As expressões faciais são referências aparentes das nossas emoções. Estas são sutilmente reveladas, mesmo que tentemos disfarçá-las, pois o rosto entra em conexão espontânea com a emocionalidade.
O livro “Unmasking the Face” (Desmascarando a Face), de Paul Ekman e Wallace V. Friesen, aborda a complexidade dessa polêmica.
Outras publicações de Paul Ekman estudam as microexpressões faciais, chegando a sugerir técnicas para descobrir mentiras, combatendo as dissimulações perversas.
Quando precisamos esconder ou revelar mais intensamente nossos sentimentos, podemos recorrer às máscaras. Elas podem tanto dissimulá-los quanto exagerá-los.
A maquiagem seria a máscara menor, mais superficial, construída e pintada diretamente na pele, cujas técnicas se tornam cada vez mais sofisticadas, com efeitos surpreendentes. Os shows dos transformistas são exemplos competentes.
Peças do vestuário podem funcionar como disfarces intencionais dos portadores ou reforçar algum estigma, uma ameaça, de quem os interpreta. O capacete do motociclista que se aproxima assusta o carro que aguarda a abertura do semáforo. A camisola branca com capuz impressiona a criança que parece ver um fantasma.
Mãe comentava com o pediatra do filho sobre medo de palhaço. Ela estranhava o sintoma da criança, pois o palhaço seria figura comum das vivências infantis. Como tinha lido sobre a coulrofobia, tentava confirmar hipótese da origem do temor. Este viria da impossibilidade da criança identificar as expressões faciais ocultadas pela maquiagem. O pediatra a contestou, sugerindo que a perspicácia da criança permite que ela perceba os propósitos do maquiado…
Nossa preocupação maior é com os dissimulados, cujas expressões de cara limpa equivalem a máscaras perigosas, ocultando intenções maliciosas. O lobo disfarçado de cordeiro é a situação clássica.
A Bíblia, no Novo Testamento, traz a parábola de Cristo: “Cuidado com os falsos profetas. Eles vêm a vocês vestidos de peles de ovelhas, mas por dentro são lobos devoradores” (Mateus 7:15-20). Ocorrem, porém, algumas situações curiosas, até contraditórias: a pele de cordeiro pode ocultar uma pessoa de bom caráter.
Homem com quase 40 anos, casado, um filho, exercia um trabalho ótimo e rendoso.
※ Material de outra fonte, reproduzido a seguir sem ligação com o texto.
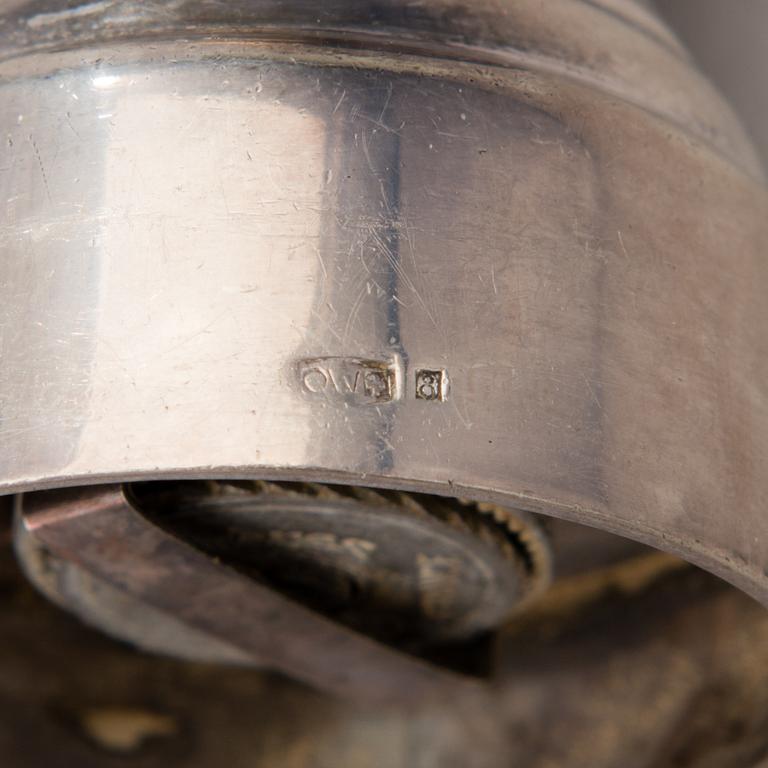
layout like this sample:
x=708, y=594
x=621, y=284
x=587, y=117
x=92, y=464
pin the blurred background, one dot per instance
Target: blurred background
x=729, y=40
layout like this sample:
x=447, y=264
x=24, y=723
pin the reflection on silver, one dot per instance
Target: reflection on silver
x=573, y=239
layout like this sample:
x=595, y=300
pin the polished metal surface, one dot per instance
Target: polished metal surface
x=474, y=251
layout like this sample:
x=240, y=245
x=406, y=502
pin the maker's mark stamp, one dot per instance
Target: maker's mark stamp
x=362, y=381
x=351, y=379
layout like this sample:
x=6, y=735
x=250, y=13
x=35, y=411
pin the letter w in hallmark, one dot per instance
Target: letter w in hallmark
x=349, y=379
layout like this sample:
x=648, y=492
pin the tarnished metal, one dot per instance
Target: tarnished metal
x=100, y=531
x=483, y=252
x=549, y=212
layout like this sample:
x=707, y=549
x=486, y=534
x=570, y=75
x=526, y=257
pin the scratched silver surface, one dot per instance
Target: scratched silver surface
x=550, y=214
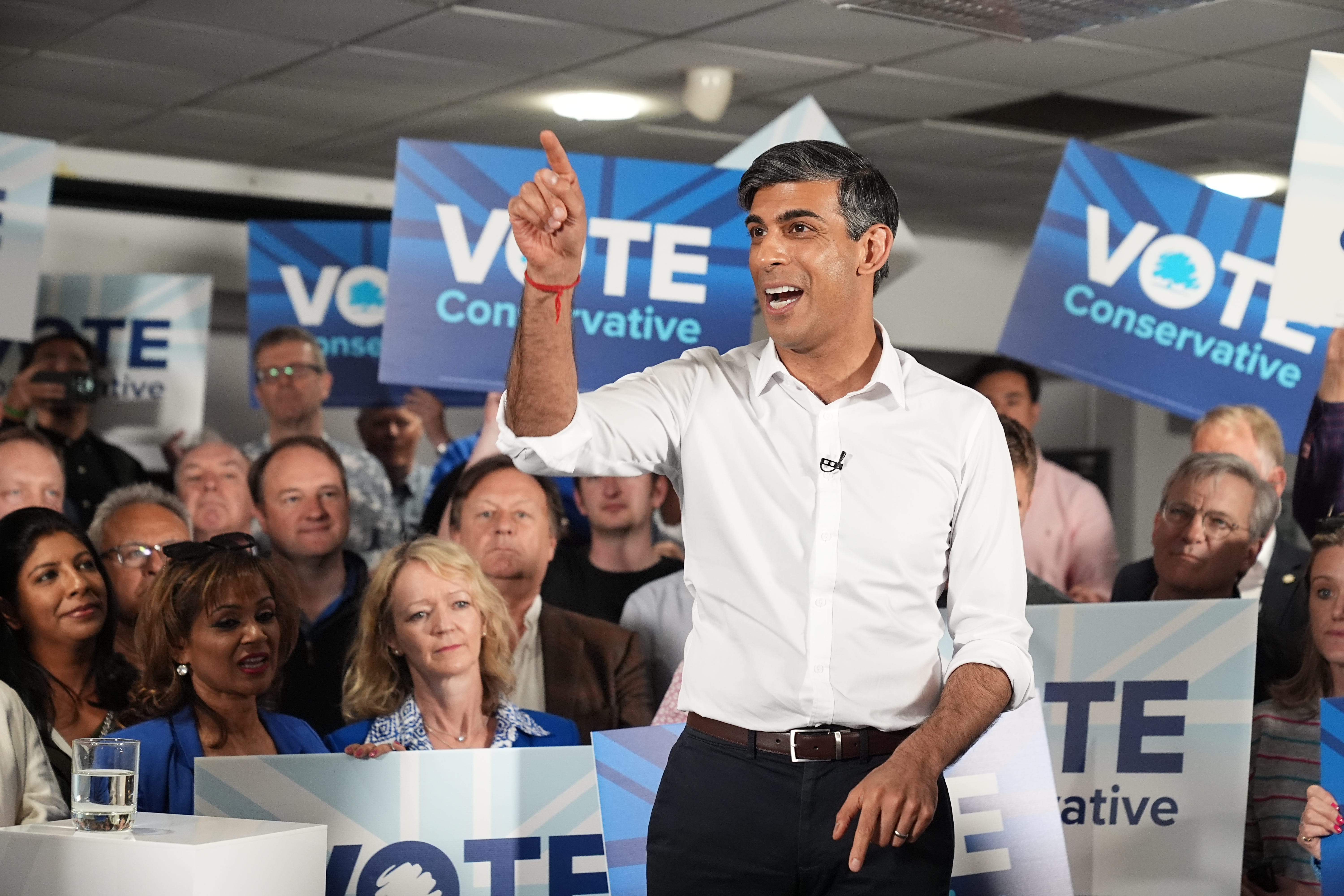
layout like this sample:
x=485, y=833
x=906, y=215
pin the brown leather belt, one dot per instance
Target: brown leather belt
x=806, y=745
Infelizmente, perdeu o emprego. Recebeu indenização que permitia manter o padrão de vida por um semestre. Como trabalhava predominantemente em casa e não queria frustrar a esposa, que ele amava e admirava, apesar de a considerar dura e crítica, nada comentou com ela. Só revelou a situação para seu pai, que preferiu não se meter muito na história.
O tempo corria, o despedido prosseguia na perspectiva de que conseguiria um outro trabalho do mesmo nível. A pandemia se intensificou, os seis meses estavam terminando e ele não era chamado para nenhuma entrevista. Teve que se abrir com a mulher. Ela reagiu conforme o previsto, criticando-o duramente, dizendo que ele tinha sido um traidor, que se mascarou de bem-sucedido sendo um desempregado por tanto tempo. Depois, ela conseguiu repensar a situação e não mais o entender como maldoso, mas como um cordeirinho infantil, imaturo, vestido em pele de cordeiro adulto…
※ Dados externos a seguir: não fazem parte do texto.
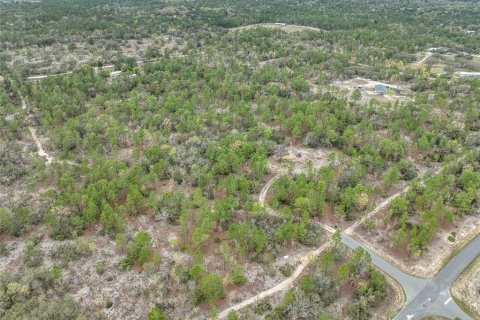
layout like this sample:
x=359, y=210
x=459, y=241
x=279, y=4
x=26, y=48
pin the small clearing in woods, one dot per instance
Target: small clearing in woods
x=467, y=287
x=298, y=158
x=378, y=238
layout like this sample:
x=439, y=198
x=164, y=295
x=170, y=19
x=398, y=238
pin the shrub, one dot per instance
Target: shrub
x=238, y=276
x=407, y=169
x=210, y=289
x=72, y=251
x=286, y=270
x=139, y=250
x=155, y=314
x=262, y=307
x=101, y=267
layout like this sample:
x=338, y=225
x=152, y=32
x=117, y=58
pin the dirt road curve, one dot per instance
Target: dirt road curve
x=424, y=296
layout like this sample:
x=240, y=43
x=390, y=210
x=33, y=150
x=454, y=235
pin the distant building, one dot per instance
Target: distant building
x=380, y=89
x=465, y=74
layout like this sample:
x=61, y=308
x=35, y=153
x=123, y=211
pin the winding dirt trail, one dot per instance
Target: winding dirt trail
x=306, y=259
x=40, y=151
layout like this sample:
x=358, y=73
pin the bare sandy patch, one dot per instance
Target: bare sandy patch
x=290, y=28
x=378, y=238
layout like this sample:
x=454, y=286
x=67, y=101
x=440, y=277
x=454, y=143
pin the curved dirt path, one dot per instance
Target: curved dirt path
x=413, y=285
x=40, y=151
x=48, y=159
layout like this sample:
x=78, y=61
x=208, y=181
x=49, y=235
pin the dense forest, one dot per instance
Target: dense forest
x=150, y=179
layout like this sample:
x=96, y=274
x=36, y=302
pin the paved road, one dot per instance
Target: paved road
x=427, y=296
x=423, y=296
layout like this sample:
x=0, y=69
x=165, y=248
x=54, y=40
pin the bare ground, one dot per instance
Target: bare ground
x=431, y=261
x=467, y=287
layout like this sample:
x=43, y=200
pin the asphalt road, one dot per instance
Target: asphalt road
x=427, y=296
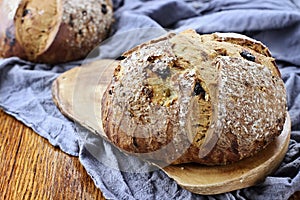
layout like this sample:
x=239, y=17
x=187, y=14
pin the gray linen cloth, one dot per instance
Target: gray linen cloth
x=25, y=91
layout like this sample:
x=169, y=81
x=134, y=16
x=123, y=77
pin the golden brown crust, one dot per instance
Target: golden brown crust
x=56, y=31
x=191, y=98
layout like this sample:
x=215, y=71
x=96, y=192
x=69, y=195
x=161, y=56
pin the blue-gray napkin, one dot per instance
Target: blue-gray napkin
x=25, y=91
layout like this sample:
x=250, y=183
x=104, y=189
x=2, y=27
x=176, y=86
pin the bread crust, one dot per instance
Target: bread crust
x=74, y=29
x=211, y=99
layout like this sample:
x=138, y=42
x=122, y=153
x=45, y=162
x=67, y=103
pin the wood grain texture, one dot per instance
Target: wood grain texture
x=31, y=168
x=194, y=177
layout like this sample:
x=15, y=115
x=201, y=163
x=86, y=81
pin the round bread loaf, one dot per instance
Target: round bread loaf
x=53, y=31
x=211, y=99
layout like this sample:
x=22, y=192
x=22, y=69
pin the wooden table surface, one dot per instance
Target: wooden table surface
x=31, y=168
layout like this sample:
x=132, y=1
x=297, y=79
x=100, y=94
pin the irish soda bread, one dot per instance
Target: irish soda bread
x=211, y=99
x=53, y=31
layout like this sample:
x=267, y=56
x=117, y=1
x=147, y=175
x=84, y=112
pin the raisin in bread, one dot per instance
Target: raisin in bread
x=211, y=99
x=53, y=31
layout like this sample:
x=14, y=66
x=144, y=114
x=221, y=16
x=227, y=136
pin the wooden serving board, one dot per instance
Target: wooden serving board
x=78, y=93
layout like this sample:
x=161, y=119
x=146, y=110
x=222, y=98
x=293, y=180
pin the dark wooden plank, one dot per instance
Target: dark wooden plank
x=31, y=168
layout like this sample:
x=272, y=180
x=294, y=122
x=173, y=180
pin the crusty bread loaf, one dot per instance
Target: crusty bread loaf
x=53, y=31
x=211, y=99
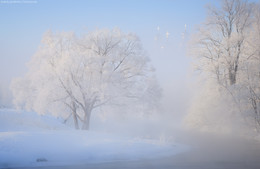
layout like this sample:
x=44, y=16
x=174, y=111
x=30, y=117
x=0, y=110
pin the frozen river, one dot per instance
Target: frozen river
x=211, y=153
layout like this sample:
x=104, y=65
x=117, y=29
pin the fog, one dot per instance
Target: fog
x=193, y=111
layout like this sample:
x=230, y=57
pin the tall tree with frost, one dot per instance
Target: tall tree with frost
x=226, y=48
x=220, y=42
x=78, y=75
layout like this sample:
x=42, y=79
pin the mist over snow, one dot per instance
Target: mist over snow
x=130, y=84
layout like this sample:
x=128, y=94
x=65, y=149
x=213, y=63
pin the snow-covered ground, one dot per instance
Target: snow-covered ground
x=27, y=139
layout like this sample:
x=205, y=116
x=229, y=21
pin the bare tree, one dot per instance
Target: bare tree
x=220, y=42
x=98, y=68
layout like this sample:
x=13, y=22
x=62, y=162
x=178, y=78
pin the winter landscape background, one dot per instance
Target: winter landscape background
x=130, y=84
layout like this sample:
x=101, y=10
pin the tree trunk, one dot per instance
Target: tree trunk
x=86, y=122
x=232, y=77
x=75, y=118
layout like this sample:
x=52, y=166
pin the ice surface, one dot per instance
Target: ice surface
x=27, y=139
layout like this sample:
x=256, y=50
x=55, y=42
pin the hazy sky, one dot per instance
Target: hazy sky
x=22, y=24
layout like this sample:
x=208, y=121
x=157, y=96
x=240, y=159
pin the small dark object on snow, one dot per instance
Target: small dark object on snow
x=41, y=160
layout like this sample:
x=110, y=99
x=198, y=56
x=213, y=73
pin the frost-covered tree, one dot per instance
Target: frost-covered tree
x=72, y=76
x=226, y=50
x=220, y=42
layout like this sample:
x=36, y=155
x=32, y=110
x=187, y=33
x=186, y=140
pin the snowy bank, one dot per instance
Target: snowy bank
x=21, y=147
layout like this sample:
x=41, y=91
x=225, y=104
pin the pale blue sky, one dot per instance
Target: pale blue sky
x=23, y=24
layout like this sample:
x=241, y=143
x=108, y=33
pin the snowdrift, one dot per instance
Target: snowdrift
x=27, y=139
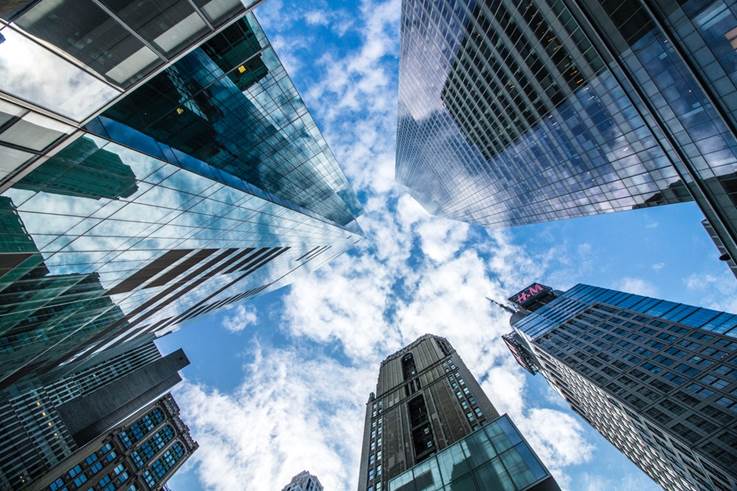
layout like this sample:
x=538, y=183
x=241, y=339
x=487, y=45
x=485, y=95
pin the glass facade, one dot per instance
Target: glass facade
x=580, y=297
x=521, y=112
x=140, y=455
x=31, y=420
x=658, y=379
x=493, y=457
x=207, y=183
x=62, y=62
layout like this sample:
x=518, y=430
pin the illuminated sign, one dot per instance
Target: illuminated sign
x=529, y=294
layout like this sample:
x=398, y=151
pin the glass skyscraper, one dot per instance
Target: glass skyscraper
x=520, y=112
x=141, y=453
x=430, y=426
x=41, y=421
x=160, y=165
x=658, y=379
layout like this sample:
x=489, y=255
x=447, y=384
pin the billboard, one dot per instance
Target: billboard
x=527, y=296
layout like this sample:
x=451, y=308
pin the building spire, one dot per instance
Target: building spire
x=502, y=305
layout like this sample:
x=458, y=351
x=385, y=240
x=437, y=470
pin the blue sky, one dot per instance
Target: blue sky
x=278, y=384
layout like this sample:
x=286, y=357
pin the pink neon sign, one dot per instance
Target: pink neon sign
x=528, y=294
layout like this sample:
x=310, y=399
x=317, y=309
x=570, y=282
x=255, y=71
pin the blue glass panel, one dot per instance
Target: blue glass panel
x=660, y=308
x=700, y=318
x=679, y=312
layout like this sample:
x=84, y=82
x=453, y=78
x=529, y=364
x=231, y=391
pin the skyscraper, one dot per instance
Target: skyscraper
x=62, y=63
x=43, y=422
x=658, y=379
x=430, y=425
x=304, y=481
x=520, y=112
x=142, y=452
x=189, y=175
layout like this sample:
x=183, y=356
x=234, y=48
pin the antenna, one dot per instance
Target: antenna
x=503, y=306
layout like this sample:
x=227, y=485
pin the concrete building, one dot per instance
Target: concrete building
x=429, y=424
x=44, y=422
x=141, y=453
x=304, y=481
Os medos mal administrados levam-nos a usar as máscaras com má-fé, mentir, encontrar desculpas levianas, escapar das responsabilidades, fingir, exercer papéis teatrais, em caracterizações cênicas manipuladoras.
Os animais, e nós também, logicamente, vivemos com medos. A rigor, precisamos dos medos – eles nos desafiam, nos entusiasmam, mas eles podem nos submeter. Só evitaremos as performances nocivas se os controlarmos, elaborando-os com inteligência e humildade.
Aqueles que agem com mais perversão são os que mais temem. Fora os que têm, por natureza, índole degradada, os perversos têm medos enormes. Eles agridem criminosamente para não correr o risco de serem maltratados novamente.
O famigerado dramaturgo inglês William Shakespeare, falecido no século 17, já adiantava: “O mundo inteiro é um palco, e todos os homens e mulheres são apenas atores”. Outro literato britânico, Oscar Wilde, falecido no século 19, acrescentou: “O mundo pode ser um palco, mas o elenco é um horror”…
Não precisamos ser tão mordazes e erodentes como Wilde, mas podemos indubitavelmente aprimorar nossa espontaneidade, exercer atuações mais genuínas, sustentadas na verdade, na ética, nos bons desígnios. E nos encantar, nos divertir, com as necessárias e adequadas máscaras das artes performativas.